Undergrad here. It would be great if you could elaborate on this as I am having a growing interest in this field. What's the best way to approach it from a comp sci perspective? Who do I talk to in the department to get my feet wet? Where are the internships and such? Where do I start? I'm really eager to know.
Preamble: I am a Big Data Bod. My background is CS (MEng, Manchester) and I work for a global systems integrator wrangling clusters across western europe.
If you go back to the original question of "Why is big data not stats when big data is about analysis?" (for anyone still wondering) that's a pretty easy one. Statistics, as a practice (rather than a theory) is generally about accounting for unknowns. Questions like "How do I model a population of millions from a sample of 1,000?" or "What's the chance this result is wrong?". These are great questions to ask and of course have applicability across technology-oriented analytics. Focusing just on those analytics, Big Data (as a practice) is generally concerned with much finer-grained resolution. Traditional statistical techniques are great for modelling how a population is going to behave, they're not great for telling me how
you are going to behave, while you're doing whatever it is you're doing, before you even know I'm involved.
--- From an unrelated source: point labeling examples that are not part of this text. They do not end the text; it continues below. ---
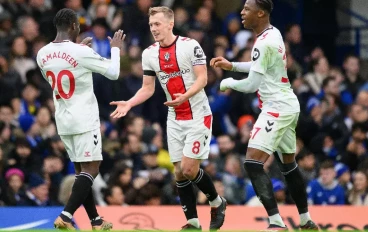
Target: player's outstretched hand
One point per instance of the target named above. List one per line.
(225, 84)
(179, 99)
(122, 108)
(117, 40)
(221, 62)
(87, 41)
And that brings us onto the core definition of big data, courtesy of IBM: The Four Vs. Volume (big data gets big, quickly), Velocity (big data changes, quickly), Variety (lots of formats, sources, targets etc.) and Veracity (this one is marketing fluff).
That definition of the field is an answer to a question: How does big data differ from, well, data? And that is the beginning of the answer to the question of "What do I need to know to get into big data?"
An earlier poster pretty much nailed it. Big Data is Normal Data, just with more configuration files. As much as we talk about legacy frameworks like MapReduce and its newer cousin Spark, 90% of the work done on most clusters is launched through a SQL interface from a business intelligence tool. 90% of the effort expended is in traditional practices like
ETL,
MDM and schema design.
This applies even in cutting edge environments with mature and high quality data science groups. A great example of this is
a recent blog from Jay Krebs. Despite talking about the hottest technology in the ecosystem (Kafka) on the website of one of the hottest startups (Confluent), he's talking about the importance of robust schemas and change control.
And that is the foundation of a good big data bod; certainly what we look for in our hires. Do you have a good grounding in data warehousing and business intelligence? Can you tell your 3NF from your snowflake?
But that's just the beginning, and for a CS bod, pretty mundane. What makes you
great? The full stack. You need a range of knowledge covering hardware, networking, operating systems, java+scala+python+SQL and security, plus at least one framework/platform of choice. Plus you need a solid grounding in at least the fundamentals of modern analytics: statistics, machine learning, graphs and search. Or more of one than the other if you prefer analysis to engineering.
Now, you might be thinking to yourself, 'holy shit my university doesn't even offer that many courses!' That's an ugly truth. University is poor preparation for the actual work. The #1 most valuable thing for a big data person? Hands on experience. Every time.